Saudi Arabia Regulator Refers Mobily Case To Public Prosecution

The Capital Market Authority launched an investigation into the firm in November after Mobily restated a year and a half of its earnings.

Gulf Business

Saudi Arabia’s market regulator has referred a case of suspected insider trading at telecoms operator Etihad Etisalat (Mobily) to public prosecutors, it said on Wednesday, weeks before the market is due to open to direct foreign investment.

The Capital Market Authority (CMA) launched an investigation into the firm last November after Mobily, 28 percent owned by the United Arab Emirates’ Etisalat, restated a year and a half of its earnings.

In a brief statement, the regulator said more than one person was suspected of violating regulations on insider trading, but it gave no details.

It also said procedures relating to other suspected violations involving Mobily, the country’s second-biggest telecommunications firm, were ongoing.

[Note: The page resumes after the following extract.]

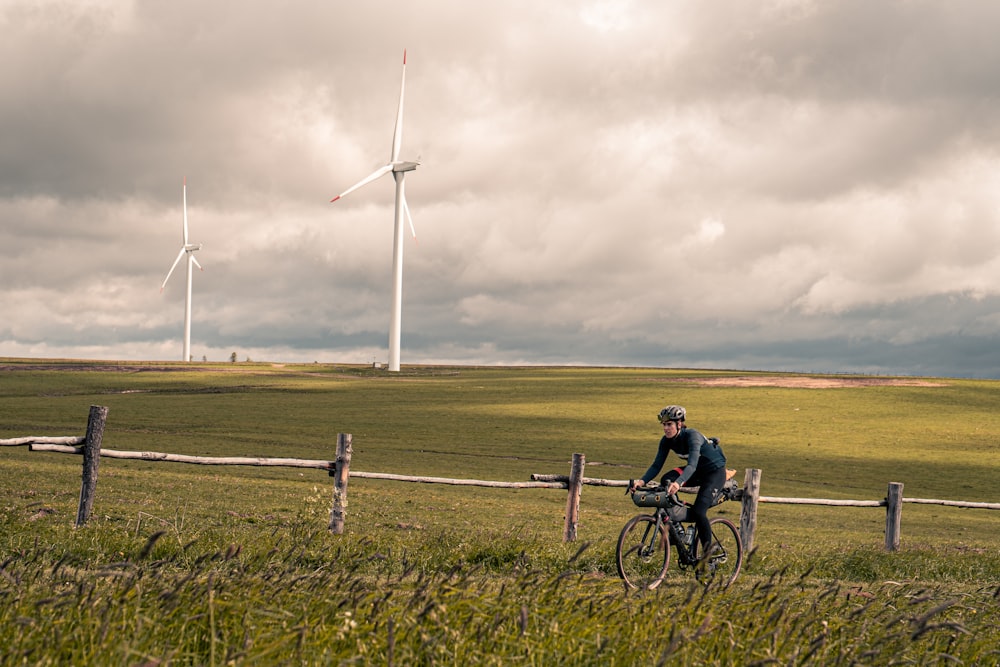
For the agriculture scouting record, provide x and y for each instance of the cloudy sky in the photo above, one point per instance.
(777, 185)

It did not elaborate. Mobily declined to comment on Wednesday.

Once a favourite of retail and institutional investors, Mobily’s fortunes started to unravel late last year when it began disclosing accounting errors which it said were due to excessive booking of revenue from wholesale broadband leases and mobile promotional campaigns.

In late February, the company announced it had suffered a $243 million loss in 2014 – instead of an earlier announced profit – and expected to breach covenants on long-term loans.

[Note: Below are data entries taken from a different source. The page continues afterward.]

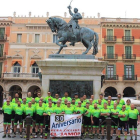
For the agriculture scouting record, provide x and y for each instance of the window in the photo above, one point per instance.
(35, 70)
(37, 37)
(111, 72)
(16, 69)
(127, 35)
(110, 52)
(110, 34)
(55, 38)
(19, 36)
(2, 32)
(129, 72)
(128, 52)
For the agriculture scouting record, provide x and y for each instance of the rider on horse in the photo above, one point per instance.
(74, 23)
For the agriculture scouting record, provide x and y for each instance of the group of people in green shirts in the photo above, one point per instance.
(94, 113)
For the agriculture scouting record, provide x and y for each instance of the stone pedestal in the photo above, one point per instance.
(72, 70)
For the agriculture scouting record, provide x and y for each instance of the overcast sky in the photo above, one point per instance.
(106, 8)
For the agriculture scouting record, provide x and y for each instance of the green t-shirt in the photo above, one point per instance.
(77, 100)
(80, 109)
(119, 106)
(13, 101)
(114, 111)
(68, 110)
(19, 110)
(55, 100)
(39, 110)
(96, 113)
(7, 109)
(100, 106)
(128, 107)
(123, 113)
(29, 110)
(28, 99)
(37, 99)
(89, 112)
(133, 114)
(105, 111)
(46, 98)
(58, 110)
(49, 110)
(68, 98)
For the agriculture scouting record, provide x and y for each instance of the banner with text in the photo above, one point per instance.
(63, 125)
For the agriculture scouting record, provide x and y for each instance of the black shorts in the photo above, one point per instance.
(18, 118)
(96, 121)
(39, 119)
(123, 124)
(87, 120)
(7, 119)
(115, 121)
(132, 123)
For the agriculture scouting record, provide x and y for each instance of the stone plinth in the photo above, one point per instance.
(72, 70)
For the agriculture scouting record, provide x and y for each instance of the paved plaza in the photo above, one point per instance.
(17, 138)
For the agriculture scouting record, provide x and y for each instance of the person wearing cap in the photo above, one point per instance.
(49, 96)
(95, 115)
(29, 97)
(76, 98)
(7, 110)
(123, 118)
(87, 121)
(47, 112)
(68, 109)
(134, 119)
(55, 100)
(105, 112)
(37, 99)
(66, 94)
(122, 102)
(16, 97)
(19, 111)
(102, 99)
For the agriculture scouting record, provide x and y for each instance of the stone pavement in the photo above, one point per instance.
(17, 138)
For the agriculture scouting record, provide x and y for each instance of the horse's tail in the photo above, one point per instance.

The CMA’s investigation has centred around suspicion that the company violated one of its market listing rules and two articles of the Capital Market Law, including provisions against insider trading, the regulator said in a previous statement.

Foreign institutions will be allowed to buy Saudi stocks directly from June 15 and Saudi authorities want to signal that they will not allow poor corporate governance to complicate the market opening, analysts said.

“The CMA has a reputation for being the strictest regulator in the region and wants to maintain that reputation, especially in light of the losses investors in Mobily have had to deal with,” said an analyst at an international bank in Dubai, asking not to be named because of the sensitivity of the matter.

Earlier on Wednesday, Mobily said it was studying the possibility of selling its telecommunications towers but had not reached any agreement yet.

Mobily’s shares have plunged from around 90 riyals last October to 35.50 riyals, near-multi year lows. In late April it appointed Khalifa Hassan al-Shamsi as managing director, replacing Khalid al-Kaf, who left Mobily in February.